Das Selbstporträt wird zur Autoritätserklärung

Von Catharina van Hemessen bis Sofonisba Anguissola, von Artemisia Gentileschi bis Frida Kahlo und Helene Schjerfbeck bedeutet Malerei, das eigene Bild zu kontrollieren Die Staffelei, der direkte Blick und die Werkzeuge des Handwerks bekräftigen eine Identität als Künstlerin, die die Geschichte oft auf die Muse oder das Vorbild zu reduzieren versucht hat.

Transformieren

Die Avantgarden sind ohne sie nicht mehr zu erzählen

Morisot und Cassatt verschieben den Impressionismus, Hilma af Klint nimmt die Abstraktion vorweg, Popova und Exter bauen die russische Avantgarde auf, während Carrington, Varo, Fini und Tanning den Surrealismus neu definieren Nach 1945 veränderten Krasner, Mitchell, Frankenthaler, Martin, Thomas und Kusama wiederum Maßstab und Sprache der Malerei.

Das Wesentliche

Zehn Künstler, die fünf Jahrhunderte bildlicher Eroberungen zusammenfassen

Von Artemisia Gentileschi bis Rosa Bonheur haben diese Figuren die Porträtmalerei, die Historienmalerei, die Landschaft und die Moderne tiefgreifend verändert.

Avantgarden und Pioniere

Vom Surrealismus bis zu den Werkstätten des Ancien Régime

Dieses Kapitel bringt den großen Modernisten die Künstler näher, die bereits Akademien, Kurse und den Kunstmarkt eröffnet hatten.

Plurale Modernitäten

Porträt, Abstraktion und neue internationale Szenen

Von Paris bis New York, von Moskau bis Helsinki wird Malerei zu einem Raum der Autonomie, des Gedächtnisses und des Experimentierens.

Pioniere gefunden

Von barocken Werkstätten bis zu Impressionismen

Längst rückläufige Karrieren tauchen in all ihrer Vielfalt wieder auf: Stillleben, Porträtmalerei, Geschichte, Landschaft und modernes Leben.

Eine Weltgeschichte

Nordeuropa, Amerika, Asien und Avantgarde

Der letzte Teil erweitert die Landkarte auf nationale Modernismen und Künstler, deren Anerkennung Museen immer weiter verändert.

Durchsuchen Sie die Werke

Wie die 100 Künstler ausgewählt wurden

Die ersten Ränge führen Figuren zusammen, deren Anerkennung heute international ist Die folgenden Kapitel erweitern die Perspektive von Hofmalern, Stilllebenspezialisten, Impressionisten, Modernisten aus unterschiedlichen nationalen Szenen und von der neueren Forschung wiederentdeckten Künstlern.

Der Orden erhebt nicht den Anspruch, fünf Jahrhunderte in eine endgültige Liste aufzunehmen.
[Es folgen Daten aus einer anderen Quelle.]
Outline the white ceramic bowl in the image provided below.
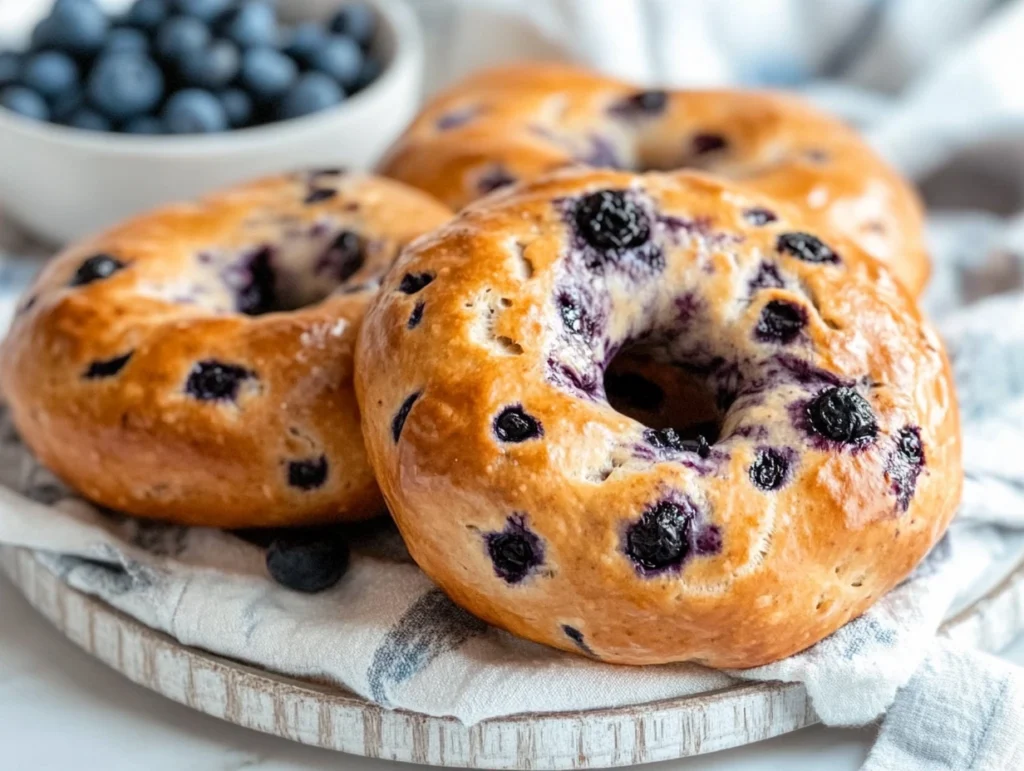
[0,0,423,244]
Er bietet eine lesbare Reise, die Einfluss, Qualität der Werke, historische Bedeutung, geografische Vielfalt und die Fähigkeit vereint, die Möglichkeiten nachfolgender Generationen zu verändern.

Links & Sammlungen

Die Regel von 1956 wird auf alle Dateien angewendet

Für die 26 Künstler, die nach 1956 gestorben oder noch am Leben sind, führen beide Links zu ihrer französischen Wikipedia-Biografie Für letztere ist keine neue Sammlung entstanden.

Zweiundzwanzig fehlende Sammlungen sind für berechtigte Künstler in der zweiten Hälfte des Rankings hinzugekommen, sie werden mit einem Bild veröffentlicht und bleiben ohne Produkte, bis eine entsprechende Reproduktion vorliegt.
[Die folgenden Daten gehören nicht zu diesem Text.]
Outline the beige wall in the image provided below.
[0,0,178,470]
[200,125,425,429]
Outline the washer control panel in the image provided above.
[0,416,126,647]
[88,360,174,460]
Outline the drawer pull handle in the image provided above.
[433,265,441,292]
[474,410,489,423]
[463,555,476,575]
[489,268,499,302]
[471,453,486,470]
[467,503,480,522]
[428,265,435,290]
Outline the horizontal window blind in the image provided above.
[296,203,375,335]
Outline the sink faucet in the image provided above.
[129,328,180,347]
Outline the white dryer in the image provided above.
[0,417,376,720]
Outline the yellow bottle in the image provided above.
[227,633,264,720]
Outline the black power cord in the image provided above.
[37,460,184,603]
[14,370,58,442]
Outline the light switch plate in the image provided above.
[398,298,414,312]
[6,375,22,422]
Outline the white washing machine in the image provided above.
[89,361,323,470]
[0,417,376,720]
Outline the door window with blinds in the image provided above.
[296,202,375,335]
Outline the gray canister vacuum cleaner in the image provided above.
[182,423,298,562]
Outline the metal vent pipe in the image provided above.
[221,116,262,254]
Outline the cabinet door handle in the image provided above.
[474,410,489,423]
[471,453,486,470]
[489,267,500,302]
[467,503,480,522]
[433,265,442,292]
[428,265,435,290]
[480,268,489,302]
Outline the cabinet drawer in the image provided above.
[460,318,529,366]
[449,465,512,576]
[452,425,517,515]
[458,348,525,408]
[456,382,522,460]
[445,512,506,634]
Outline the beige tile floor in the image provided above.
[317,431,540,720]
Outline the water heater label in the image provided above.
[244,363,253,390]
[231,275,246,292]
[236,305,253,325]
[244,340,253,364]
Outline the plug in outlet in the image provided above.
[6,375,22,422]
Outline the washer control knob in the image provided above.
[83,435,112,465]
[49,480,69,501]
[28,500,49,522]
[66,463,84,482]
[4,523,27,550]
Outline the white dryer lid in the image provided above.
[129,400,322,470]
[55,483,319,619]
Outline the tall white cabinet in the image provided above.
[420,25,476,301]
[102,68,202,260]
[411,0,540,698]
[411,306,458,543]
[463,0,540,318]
Wählen Sie eine Reproduktion

Beginnen Sie mit dem Look, der Farbe oder der Atmosphäre, die Sie suchen

Für ein lebendiges Porträt erkunden Sie Vigée Le Brun, Cassatt, Beaux, Schwartze oder Bili.nska-Bohdanowicz. Für eine narrative und dramatische Präsenz schauen Sie sich Gentileschi, Sirani, De Morgan oder Kahlo an. Die Landschaften von Anna Ancher, Harriet Backer, Emily Carr und Ellen Thesleff installieren ein meditativeres Licht, während Delaunay, Popova, Taeuber-Arp und Rozanova zu einem von Farbe und Rhythmus konstruierten Innenraum passen.

Setzen Sie die Entdeckung fort

Leitfäden, Sammlungen und Referenzen

Diese Maler vervollständigen die Kunstgeschichte nicht: Sie bilden sie

Der Blick auf diese hundert Werke und diese hundert Trajektorien zusammen verändert die Landkarte der Malerei, Frauen entstanden nicht erst im 20. Jahrhundert mit fortschreitendem Zugang zu Schulen: Sie waren in Renaissancehöfen, Barockwerkstätten, Salons, Künstlerkolonien, Avantgarden und den großen Debatten der Nachkriegszeit präsent.
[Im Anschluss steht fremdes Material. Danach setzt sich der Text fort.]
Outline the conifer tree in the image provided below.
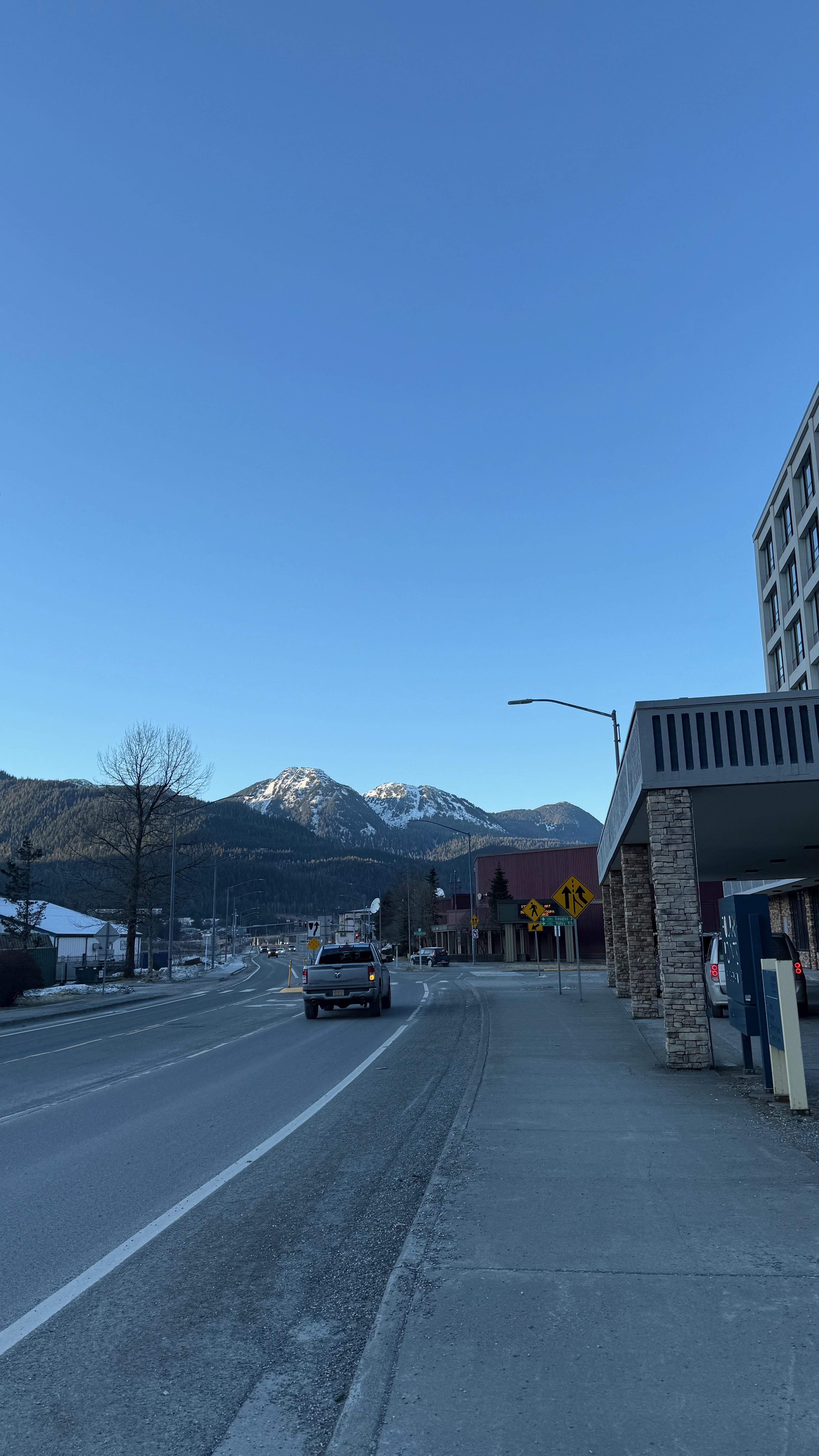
[0,834,45,951]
Ihre Wiederentdeckung besteht daher nicht darin, einer unveränderten Geschichte ein paar Namen hinzuzufügen Es erfordert die Überprüfung von Hierarchien, Zugehörigkeiten und der Art und Weise, wie ein Ruf aufgebaut wird Beginnen Sie mit den zehn wesentlichen Figuren, folgen Sie dann den Perioden und Bewegungen entsprechend dem Porträt, der Farbe, der Erzählung oder der Atmosphäre, die Sie erkunden möchten.